Tehran’s well-planned, combined drone-cruise missile operation for blowing up two major arms of Saudi Arabia’s oil infrastructure on Saturday, Sept. 14 exceeded its highest expectations. It caught the US and the oil kingdom off-balance. After a 48-hour stunned silence, President Donald Trump commented on Monday, that although it looked as though the culprit was Iran, he still wanted “more proof.” He went on to say, “We have the exact location of just about everything,” then added “We’d certainly like to avoid war. I don’t want war with anybody, but we’re prepared more than anybody.”
Riyadh’s initial response combined shock with a hesitant appeal for an international investigation. It was only on Wednesday, Sept. 18, that the Saudi defense ministry was ready to come forward and claim “material evidence proving that Iran was responsible” for the attacks on Aramco oil installations with images of Iranian weapons. The attacks came from the north, said the Saudi statement, and were “unquestionably sponsored by Iran.”
By then, Secretary of State Mike Pompeo had arrived in Saudi Arabia and met with Crown Prince Muhammed Bin Salman (MbS). He called the attack an “act of war” before leaving Jeddah without conducting a promised news conference.

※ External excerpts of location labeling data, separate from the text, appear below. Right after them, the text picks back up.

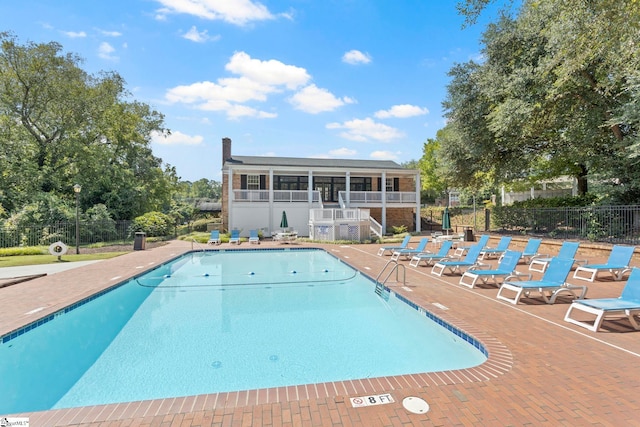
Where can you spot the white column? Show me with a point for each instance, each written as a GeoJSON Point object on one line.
{"type": "Point", "coordinates": [230, 201]}
{"type": "Point", "coordinates": [348, 190]}
{"type": "Point", "coordinates": [383, 182]}
{"type": "Point", "coordinates": [270, 200]}
{"type": "Point", "coordinates": [418, 216]}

Neither Washington nor Riyadh needed proof of where the attacks originated; it was not in doubt. They were playing for time while turning over their response to the extreme provocation. This encouraged Tehran in its conviction that it still had a free hand to prepare when, where and against whom to lash out against next.
Supreme leader Ayatollah Ali Khamenei meanwhile stepped into the role of lead-antagonistto Donald Trump by informing state TV on Tuesday, “The policy of maximum pressure against Iran is worthless. All Iranian officials unanimously believe that there will be no negotiations with the US at any level.” He went on to say that “If Washington changes its behavior and returns to Iran’s 2015 nuclear deal, then it can join multilateral talks between Iran and other parties to the deal.”
Khamenei felt confident enough not just to lay down the law on his government’s policy, but to dictate Washington’s behavior as the pre-condition for any talks.
After knocking out more than 5 percent of global oil supplies and more than half of the crude product of the world’s top exporter, Tehran had by a single shot also called into question the prowess of America as a world power able to defend its ally’s oil production, guarantee oil export routes from the Gulf and secure the world supply of energy. The Islamic regime in Tehran had vindicated its threat to counter US sanctions against its oil sales by disrupting all other oil exports from the Gulf region.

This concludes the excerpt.